Aku sedikit berpikir, kalau saja Kivia tahu isi kotak tempat Sacred Emblem ini disegel, dia mungkin akan menentangnya. Pembuatan rawa besar dalam area luas. iblis terperangkap di dalamnya.

"Teoritta."

"Ya."

Rambut pirangnya memercikkan percikan api kuat.

Tiga pedang di udara. Juga pedang besar dengan ujung seperti tombak.

Melihatnya, Raja Iblis mengaum. Meski berusaha menggeliat putus asa, sudah terlambat. Di tanah yang berawa, tidak bisa bergerak dengan baik.

"Dengan ini."

Saat Teoritta menunjuk, pedang-pedang itu mulai menghujam iblis.

"Kita akhiri."

Menusuk tubuh besarnya, menjahitnya jauh ke dalam tanah yang menjadi lumpur. Pedang kali ini dialokasikan dengan daya tahan yang cukup. Baik untuk ukuran maupun kekuatannya.

Tidak peduli seberapa dia mengamuk, tidak bisa lepas. Luka dari pedang merobek tubuhnya, sembuh satu per satu. Tapi, dia tidak bisa melepaskan diri dari rawa lumpur dan berat pedang yang menusuk jauh ke tanah. Juga tidak ada pijakan untuk bergerak maju.

Pada akhirnya, untuk menghadapi Raja Iblis yang hanya masalah keabadian, ini sudah cukup.

Menghentikan gerakannya. Cukup dengan perangkap besar dan mekanisme yang tidak mungkin dilepaskan. Sangat primitif sampai menggelikan, tetapi hanya itu yang dibutuhkan.

Lalu, cara melakukannya.

Menangani gerombolan Monster, teknologi Sacred Emblem yang mengubah tanah seluas ini menjadi rawa, memancing ke perangkap. Mengalihkan perhatian, menciptakan massa besar dari kehampaan. Lalu—yah, berbagai hal.

Setelah begini, saat dia sudah berhenti bergerak, bisa dituangkan racun atau apa saja. Tidak perlu sampai mengorbankan benteng.

"Kita berhasil."

Teoritta terengah-engah, berkeringat di dahinya, menatapku.

"Benar, kan?"

Dia menjulurkan kepala seolah minta dielus. Mungkin itu yang membuatnya salah. Terlalu cepat mengakui kemenangan.

‘Butsun’, suara aneh bergema dari bawah tanah.

Tubuh besar iblis mengamuk di dalam lumpur. Punggungnya terbelah. ‘Buchi buchi’, daging lembut terbelah, sayap tumbuh—tidak, bukan.

Berpisah.

Sesuatu terbang keluar dari daging Iblis. Mirip kelelawar. Makhluk kecil.

Saat itulah aku tahu wujud asli Raja Iblis ini.

Berevolusi.
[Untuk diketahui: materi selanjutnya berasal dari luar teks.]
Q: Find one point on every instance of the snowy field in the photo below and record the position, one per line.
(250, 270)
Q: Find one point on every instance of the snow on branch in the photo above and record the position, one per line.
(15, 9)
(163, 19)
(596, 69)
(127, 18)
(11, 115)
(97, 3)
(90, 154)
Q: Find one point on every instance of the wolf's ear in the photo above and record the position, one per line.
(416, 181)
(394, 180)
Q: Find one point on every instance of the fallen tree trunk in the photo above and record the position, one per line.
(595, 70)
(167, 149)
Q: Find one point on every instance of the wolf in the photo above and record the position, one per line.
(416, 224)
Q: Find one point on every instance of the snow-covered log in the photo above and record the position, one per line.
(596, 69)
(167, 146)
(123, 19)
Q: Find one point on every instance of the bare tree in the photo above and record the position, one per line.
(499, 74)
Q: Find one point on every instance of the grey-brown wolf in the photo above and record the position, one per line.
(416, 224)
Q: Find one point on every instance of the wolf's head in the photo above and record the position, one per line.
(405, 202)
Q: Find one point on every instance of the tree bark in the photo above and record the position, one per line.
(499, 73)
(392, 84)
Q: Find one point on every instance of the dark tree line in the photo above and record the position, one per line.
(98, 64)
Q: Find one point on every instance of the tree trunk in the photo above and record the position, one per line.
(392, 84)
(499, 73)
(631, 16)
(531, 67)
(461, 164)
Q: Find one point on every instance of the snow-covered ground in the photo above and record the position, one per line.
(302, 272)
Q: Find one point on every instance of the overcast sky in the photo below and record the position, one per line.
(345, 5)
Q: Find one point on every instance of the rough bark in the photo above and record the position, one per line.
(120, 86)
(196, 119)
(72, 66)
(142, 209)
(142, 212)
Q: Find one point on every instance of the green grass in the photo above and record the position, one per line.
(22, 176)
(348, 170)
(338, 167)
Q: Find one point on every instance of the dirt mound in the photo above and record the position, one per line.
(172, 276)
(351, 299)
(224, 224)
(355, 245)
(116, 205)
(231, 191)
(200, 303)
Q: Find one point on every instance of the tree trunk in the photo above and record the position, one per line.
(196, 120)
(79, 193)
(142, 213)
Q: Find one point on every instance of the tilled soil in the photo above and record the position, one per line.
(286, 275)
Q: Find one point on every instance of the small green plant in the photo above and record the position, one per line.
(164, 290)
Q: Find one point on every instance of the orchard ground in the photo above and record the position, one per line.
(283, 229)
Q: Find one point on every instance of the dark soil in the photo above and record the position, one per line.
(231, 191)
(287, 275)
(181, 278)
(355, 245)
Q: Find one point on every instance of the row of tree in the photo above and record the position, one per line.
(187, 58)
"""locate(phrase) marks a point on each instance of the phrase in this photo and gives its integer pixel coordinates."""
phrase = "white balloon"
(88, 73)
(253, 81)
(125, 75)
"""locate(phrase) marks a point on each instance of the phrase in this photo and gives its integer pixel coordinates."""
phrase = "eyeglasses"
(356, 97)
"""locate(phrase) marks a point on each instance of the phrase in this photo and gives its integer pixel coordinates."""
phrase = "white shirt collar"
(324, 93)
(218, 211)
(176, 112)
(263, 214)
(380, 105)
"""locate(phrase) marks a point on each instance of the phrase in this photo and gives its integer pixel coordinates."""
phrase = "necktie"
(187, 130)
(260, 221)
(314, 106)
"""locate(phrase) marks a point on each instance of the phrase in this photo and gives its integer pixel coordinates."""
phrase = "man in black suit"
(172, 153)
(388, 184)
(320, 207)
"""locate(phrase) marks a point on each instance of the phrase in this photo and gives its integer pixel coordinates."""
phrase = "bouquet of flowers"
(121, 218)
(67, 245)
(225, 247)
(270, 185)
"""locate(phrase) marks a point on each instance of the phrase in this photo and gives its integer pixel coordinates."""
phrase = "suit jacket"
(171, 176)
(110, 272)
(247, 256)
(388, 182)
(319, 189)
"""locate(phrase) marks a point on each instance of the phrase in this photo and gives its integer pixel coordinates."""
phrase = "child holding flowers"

Ciri khasnya bukan sekadar keabadian. Adaptasi evolusi. Mungkin karena itu dia abadi. Benarkah makhluk seperti ini bisa dibunuh dengan racun? Mungkinkah ramalan 《Dewi》 ketiga akhirnya meleset?

<Terbang, kau brengsek.>

Sekarang fenomena Raja Iblis telah melepas tubuh besarnya, berubah menjadi kelelawar dan terbang.

Bukan hanya itu. Saat kusaksikan, tubuhnya membesar di udara. Bola-bola mata muncul di permukaan tubuhnya. Menatapku tajam.

——Mendekat terbang.

"Sial."

Sebelum sempat berpikir, aku melindungi Teoritta.

Kusadari sebuah cakar tumbuh seperti berbilah tajam. Mungkin hampir tidak sempat menghindar. Rasa sakit tajam dari bahu menembus punggung. Mungkin karena kesadaranku sedang tinggi, tidak terlalu terasa.

Masalahnya hanya,

<...Bro, di situ masih berjuang?>

Suara Tsav yang sangat parau dan terputus-putus.

<Di sini mulai berbahaya. Aku sudah berusaha sangat keras tapi—>

Di tengah kata-katanya, terdengar suara aneh mengerikan, baki baki. Suara kehancuran. Suara Norgalle dan Venetim bercampur di dalamnya.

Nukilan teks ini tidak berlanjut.